Downey has campaigned to introduce a #NationalTimeOut for help hospitality venues and landlords. The initiative would see bars and other on-trade establishments granted a non-government-funded nine-month rent holiday that could save more than two million jobs.
It would also enable landlords to push their loan repayments back for nine months, and extend each corresponding lease by nine months so that payments aren’t lost, just postponed.
Now, Hospitality Union is urging members of the trade and consumers to write to their local MPs to ask them to support a #NationalTimeOut. A template letter is available on the Hospitality Union website.
A National Time Out could save more than 2m jobs, says Downey
Furthermore, Hospitality Union has created a short video outlining its campaign objectives, which warns that without additional government support “we risk unimaginable job losses in the next few months”.
In addition to the nine-month rent break, the #NationalTimeOut campaign also includes extra measures that would ensure hospitality jobs and businesses would be protected for the foreseeable.

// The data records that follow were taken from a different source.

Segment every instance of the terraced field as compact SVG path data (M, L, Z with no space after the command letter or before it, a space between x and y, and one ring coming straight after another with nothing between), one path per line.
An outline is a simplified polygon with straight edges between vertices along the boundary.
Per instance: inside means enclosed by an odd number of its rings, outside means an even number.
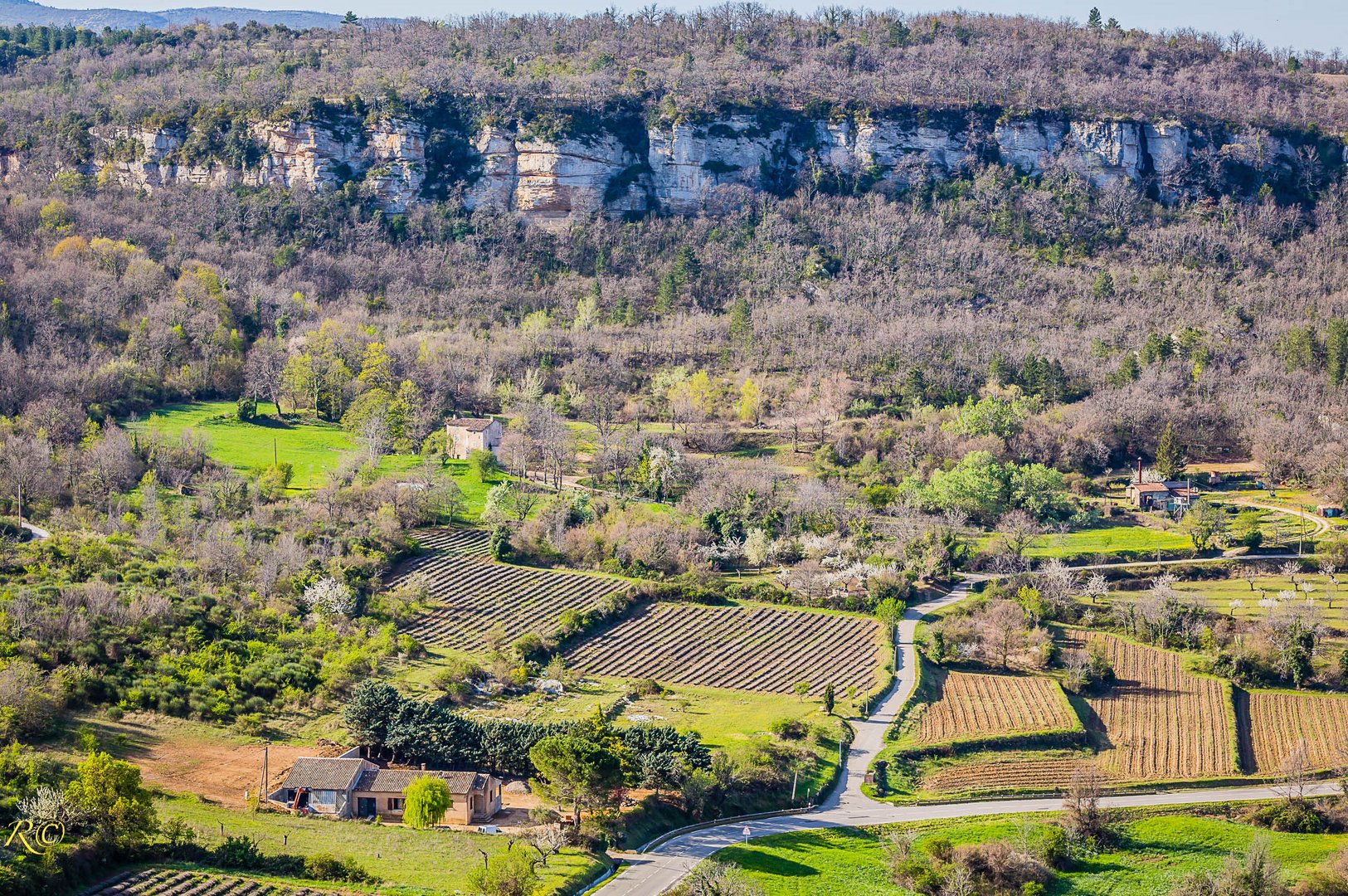
M290 887L205 872L151 868L113 880L88 896L332 896L330 889Z
M926 775L922 787L945 794L1055 791L1066 790L1077 772L1088 768L1097 764L1082 759L969 763Z
M1084 636L1072 639L1084 647ZM1227 689L1184 670L1178 653L1092 635L1113 664L1116 684L1086 698L1097 721L1100 764L1128 780L1223 777L1239 773Z
M391 583L421 582L434 598L435 606L403 627L427 647L484 649L497 625L508 641L549 635L562 612L594 609L630 587L616 578L495 563L485 556L485 532L433 530L418 538L431 552L404 563Z
M1236 718L1248 726L1242 760L1252 772L1279 772L1287 755L1302 744L1314 769L1337 768L1348 750L1345 697L1236 691Z
M983 675L929 668L936 699L918 724L918 744L998 734L1081 730L1057 682L1029 675Z
M790 694L876 686L880 627L856 616L655 604L568 652L578 672Z
M491 532L443 527L421 530L417 542L427 551L442 551L456 556L487 556L491 552Z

This includes the removal of the £51,000 (US$64,000) cap for rateable value cash grants and a reduction in VAT for hospitality businesses for when they’re allowed to reopen.
“If we don’t get an extension on the lease moratorium or a time out, we’ll have to give the keys back,” Downey said. “It is devastating, but it’s more devastating for the staff that work there who would lose their jobs. There’s nothing I can do about it.
“I can’t pay that landlord that money when we can’t open. I’ve just got to think about how we can limit the impact and how can we re-employ some people if that’s the case, and keep the campaign going.”
Downey said while he could not yet reveal many details, the campaign had “got right into the heart of government” and discussions were ongoing.
Social distancing won’t work for bars
The UK government is due to give the nation an update on lockdown measures next week, as the current three-week lockdown period will be up on Thursday 7 May.
UK prime minister Boris Johnson has promised to deliver a “comprehensive plan” next week on how the lockdown measures may be relaxed once it is safe to do so, after declaring the UK is “past the peak” of the Covid-19 outbreak.
However, with social distancing measures likely to be in place until a vaccine is found, Downey warned it is even more important the government extends support to on-trade venues who will continue to be hit hard by coronavirus long after lockdown is lifted.
Dinerama in Shoreditch, London, has capacity for 1,000 guests
“If we’re told to reopen with social distancing measures, at Milk & Honey it makes it impossible; it’s too small, too enclosed,” Downey explained.
His Street Feast company operates four additional London venues, including Dinerama in Shoreditch.
“Dinerama, that’s a 1,000-capacity venue with 400 seats and 600 standing,” he said. “So Dinerama won’t be able to open until the new year. We might get a few weeks, or nights before Christmas, but if people are staying away because of fear of the virus then 50% capacity of 50% sales levels means you’re massively loss-making – you might as well hand back the keys.
“Until we get a vaccine there’s no way out for pubs, clubs, bars and proper restaurants to operate. At Milk & Honey, if we drop 10% capacity, we’re losing money. At Dinerama, we can take 20%, but it’s different for all businesses.
“I think generally, the industry says a restaurant that drops 20% is losing money, a pub that drops 30% is losing money, but it will be different from venue to venue.
“We’re expecting 50-70% drops because people will stay away due to fear when we reopen. Everyone will be loss-making. There needs to be more support to help businesses like us keep going, keep people employed, well after lockdown is lifted.”